Again, the discussion at lines 386-387 sounds absurd. It does not make sense to question whether it is better to be interested in improving the mean knowledge on local fluxes or on the total fluxes (which is the translation of whether it is better to use metric from eq 7 or 8). See also the major comment 2.
11) Section 2.6 starts with redundancies and ends with 2 sentences saying the same thing.
12) End of section 3.1: the authors likely misunderstood the comment from reviewer 2 about the correlations due to errors in the boundary conditions. He questioned about correlations in the observation error due to errors in the boundary conditions which definitely increase the weight of such an error over long time periods. This could be critical when assessing the budget of fluxes in South Africa over 1 month.
13) I do not really see what the plot of the footprints (Figure 4) is supposed to illustrate. It sounds like the beginning of section 3.1 is redundant with the explanation about the derivation of the sensitivity matrix earlier.
14) Section 4 exploits few of the details from section 3. Therefore, much of the details in section 3 seem useless while this section is relatively short. This highlight a lack of more relevant analysis.
15) Given the small number of sites to be added in the network, I feel that the "DI" diagnostic is a bit artificial and useless while section 2.8 is hardly readable. Looking at the maps bring more insights about the similarity between the networks than table 4.
16) The new discussion at lines 690-695 does not make sense to me. If the aggregation error is perfectly set-up in the inversion system, the inversion will provide the same results for large areas (here for the whole South Africa) when solving for the fluxes at coarse or high resolution. I assume that this is not the case here because the estimate of the aggregation errors has been simplified e.g. through ignoring temporal correlations in this error. L695 sounds strange.

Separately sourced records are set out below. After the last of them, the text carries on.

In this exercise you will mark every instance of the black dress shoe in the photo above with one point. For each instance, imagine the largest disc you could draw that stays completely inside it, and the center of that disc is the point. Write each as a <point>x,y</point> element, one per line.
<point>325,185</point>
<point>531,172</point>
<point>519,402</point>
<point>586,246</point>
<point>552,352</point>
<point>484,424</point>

17) Similarly, the new discussion at lines 723-728 does not make sense to me neither. There is the same need for confidence on the knowledge about correlations in the prior error when using null or positive correlations (and lines 339-340 favour having positive correlations). If you use null correlation but that you actually do not have any idea about whether it is more realistic than assuming positive correlations, this yields a budget of uncertainty over South Africa which is not reliable and thus the network optimization procedure can be driven by a wrong diagnostic. Therefore, I do not understand why using null correlations is presented as a safety measure. In principle, the stronger constraint when using correlations has no reason to be problematic.
Checking the realism of the budgets of prior and posterior uncertainties when aggregating over South Africa would have helped raise insights on the set up of the correlation in this study. But such numbers are never analysed or discussed in this paper. The last sections focus on scores of uncertainty reduction only.